Editors should not take honours while they are still editors. They risk too much. (They may also irritate their proprietors. Rupert Murdoch resented the airs and graces of Sir Larry Lamb.) But there is also a strong case for editors not accepting baubles after stepping down. Has the reputation of either Sir Peter Stothard or Sir Max Hastings risen as a result of their being knighted? Inevitably one looks back at their editorships and remembers examples, which one might otherwise have forgotten about, which testify to too uncritical a commitment to the New Labour cause. I would suggest they may have lost more than they have gained by accepting these honours. Furthermore, they remain working journalists — Sir Peter as editor of the TLS, Sir Max as a columnist on the Daily Mail — in which roles their reputations for independence of mind should be precious to them. Perhaps there is no harm in a journalist who is approaching senility, and is far removed from the field of battle, in accepting a bauble. Even so, I hope that in the most unlikely event of my being offered an OBE when I am on my deathbed I should have the strength of mind to refuse.

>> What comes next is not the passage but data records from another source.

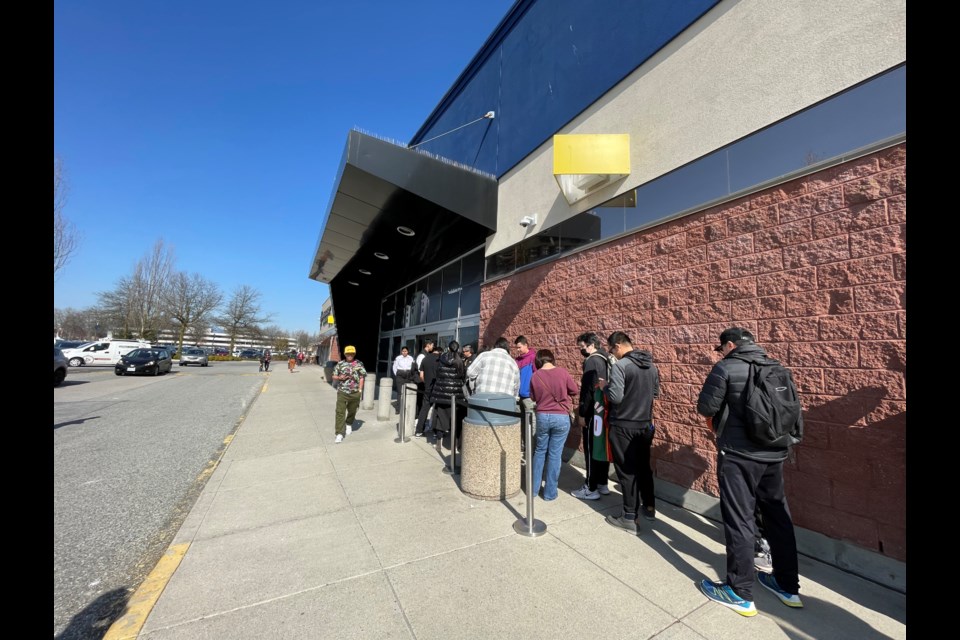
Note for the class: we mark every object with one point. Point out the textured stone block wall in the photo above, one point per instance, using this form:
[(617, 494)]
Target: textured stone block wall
[(816, 268)]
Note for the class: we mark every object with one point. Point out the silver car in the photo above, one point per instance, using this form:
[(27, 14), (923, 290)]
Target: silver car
[(194, 356), (59, 367)]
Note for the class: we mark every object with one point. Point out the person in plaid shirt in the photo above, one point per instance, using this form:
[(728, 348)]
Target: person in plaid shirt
[(495, 371), (351, 374)]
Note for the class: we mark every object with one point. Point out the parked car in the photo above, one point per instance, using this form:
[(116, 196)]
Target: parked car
[(59, 367), (144, 361), (104, 352), (194, 356), (68, 344)]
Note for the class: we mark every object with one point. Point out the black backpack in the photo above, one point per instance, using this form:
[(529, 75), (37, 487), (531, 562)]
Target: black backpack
[(771, 410)]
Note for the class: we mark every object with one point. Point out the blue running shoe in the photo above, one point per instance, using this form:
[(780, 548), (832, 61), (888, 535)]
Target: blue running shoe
[(770, 583), (723, 594)]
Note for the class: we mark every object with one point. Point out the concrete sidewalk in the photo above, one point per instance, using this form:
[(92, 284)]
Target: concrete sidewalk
[(297, 537)]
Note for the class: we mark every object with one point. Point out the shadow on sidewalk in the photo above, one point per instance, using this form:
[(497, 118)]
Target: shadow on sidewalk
[(94, 620)]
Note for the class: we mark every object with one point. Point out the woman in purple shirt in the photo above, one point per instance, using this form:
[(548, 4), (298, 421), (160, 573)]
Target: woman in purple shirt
[(551, 388)]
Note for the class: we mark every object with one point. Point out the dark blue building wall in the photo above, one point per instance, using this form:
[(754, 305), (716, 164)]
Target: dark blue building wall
[(548, 61)]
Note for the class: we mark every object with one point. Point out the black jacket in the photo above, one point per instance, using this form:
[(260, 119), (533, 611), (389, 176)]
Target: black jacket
[(721, 399), (634, 383), (428, 367), (595, 366), (449, 380)]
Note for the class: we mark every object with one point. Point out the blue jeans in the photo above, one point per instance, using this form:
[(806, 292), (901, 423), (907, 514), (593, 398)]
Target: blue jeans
[(552, 430)]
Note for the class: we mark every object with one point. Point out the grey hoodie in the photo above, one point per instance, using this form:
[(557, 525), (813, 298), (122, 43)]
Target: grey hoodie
[(634, 383)]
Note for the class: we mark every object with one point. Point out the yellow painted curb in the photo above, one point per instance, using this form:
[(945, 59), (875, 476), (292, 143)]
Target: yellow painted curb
[(142, 602)]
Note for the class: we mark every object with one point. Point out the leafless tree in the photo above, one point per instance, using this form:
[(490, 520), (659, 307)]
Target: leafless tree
[(191, 302), (198, 332), (241, 315), (135, 305), (277, 338), (151, 277), (66, 238), (303, 340), (79, 324)]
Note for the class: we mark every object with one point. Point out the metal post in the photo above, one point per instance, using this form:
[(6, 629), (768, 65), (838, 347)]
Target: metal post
[(452, 470), (369, 389), (402, 425), (531, 528), (385, 401)]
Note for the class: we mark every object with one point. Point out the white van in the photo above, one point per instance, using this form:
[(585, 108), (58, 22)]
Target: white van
[(104, 352)]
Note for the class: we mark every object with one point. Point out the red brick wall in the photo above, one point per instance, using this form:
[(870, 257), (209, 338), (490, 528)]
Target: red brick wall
[(816, 269)]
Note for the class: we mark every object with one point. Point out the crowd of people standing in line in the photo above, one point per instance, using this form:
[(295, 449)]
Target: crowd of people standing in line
[(614, 407)]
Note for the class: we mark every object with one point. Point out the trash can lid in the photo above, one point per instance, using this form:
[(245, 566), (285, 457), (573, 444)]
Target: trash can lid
[(478, 402)]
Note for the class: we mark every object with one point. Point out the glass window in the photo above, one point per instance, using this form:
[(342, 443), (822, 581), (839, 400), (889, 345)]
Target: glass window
[(473, 267), (539, 247), (864, 115), (386, 314), (398, 308), (450, 300), (472, 277), (470, 299), (470, 335), (409, 315), (433, 297)]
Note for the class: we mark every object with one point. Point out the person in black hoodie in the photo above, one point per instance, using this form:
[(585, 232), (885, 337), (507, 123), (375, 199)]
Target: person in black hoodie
[(449, 380), (634, 383), (596, 372), (750, 476)]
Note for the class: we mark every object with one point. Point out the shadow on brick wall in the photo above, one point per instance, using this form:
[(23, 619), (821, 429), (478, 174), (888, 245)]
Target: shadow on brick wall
[(512, 301)]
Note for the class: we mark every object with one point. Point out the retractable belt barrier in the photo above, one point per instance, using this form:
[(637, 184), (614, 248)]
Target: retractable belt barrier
[(529, 526)]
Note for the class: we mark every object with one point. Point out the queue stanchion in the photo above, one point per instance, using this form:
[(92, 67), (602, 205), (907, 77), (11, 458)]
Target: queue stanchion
[(452, 469), (402, 426), (529, 527)]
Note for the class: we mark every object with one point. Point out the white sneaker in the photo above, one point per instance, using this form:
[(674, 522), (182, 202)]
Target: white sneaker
[(584, 493)]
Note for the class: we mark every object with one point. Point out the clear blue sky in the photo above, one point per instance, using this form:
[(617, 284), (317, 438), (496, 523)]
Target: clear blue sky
[(219, 126)]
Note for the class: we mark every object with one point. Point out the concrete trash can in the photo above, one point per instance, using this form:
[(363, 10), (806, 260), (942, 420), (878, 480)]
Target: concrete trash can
[(490, 449)]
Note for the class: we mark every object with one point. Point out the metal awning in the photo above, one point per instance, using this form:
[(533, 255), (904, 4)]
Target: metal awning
[(382, 186), (395, 215)]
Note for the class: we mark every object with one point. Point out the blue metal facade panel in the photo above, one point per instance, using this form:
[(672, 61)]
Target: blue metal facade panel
[(557, 59)]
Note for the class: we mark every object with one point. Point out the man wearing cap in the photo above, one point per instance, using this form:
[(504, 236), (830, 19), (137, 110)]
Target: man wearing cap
[(350, 374), (750, 476)]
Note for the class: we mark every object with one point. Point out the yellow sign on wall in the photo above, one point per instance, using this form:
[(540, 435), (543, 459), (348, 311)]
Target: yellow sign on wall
[(584, 163)]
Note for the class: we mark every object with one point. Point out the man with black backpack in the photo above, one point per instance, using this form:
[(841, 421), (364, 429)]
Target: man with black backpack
[(751, 402)]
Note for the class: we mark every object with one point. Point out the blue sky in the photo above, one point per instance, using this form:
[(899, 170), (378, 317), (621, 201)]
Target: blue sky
[(219, 126)]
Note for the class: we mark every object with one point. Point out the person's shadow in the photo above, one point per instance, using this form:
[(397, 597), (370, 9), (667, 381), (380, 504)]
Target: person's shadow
[(94, 620)]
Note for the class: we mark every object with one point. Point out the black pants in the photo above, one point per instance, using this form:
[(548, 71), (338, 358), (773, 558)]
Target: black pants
[(598, 471), (422, 415), (631, 459), (746, 485), (399, 380)]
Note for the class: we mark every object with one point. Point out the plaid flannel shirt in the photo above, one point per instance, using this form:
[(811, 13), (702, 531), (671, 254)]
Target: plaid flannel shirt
[(495, 371)]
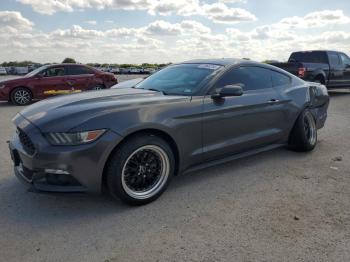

How brilliantly cunning our political establishment is. It continues to hand out its time-worn douceurs to journalists and, incredibly, they have not lost their power. My mind is drawn back to that indelible picture of my old friend all those years ago, as he wandered in his billowing kaftan along the banks of the Cherwell, his wellthumbed copy of Virgil clasped firmly in his hand. If you had told us then that this fey and poetic creature would end up as Sir Peter Stothard, none of us would have believed it. It was simply not possible. And yet it has happened. The only thing to do is to offer him our congratulations, and to hope that he will be very happy indeed.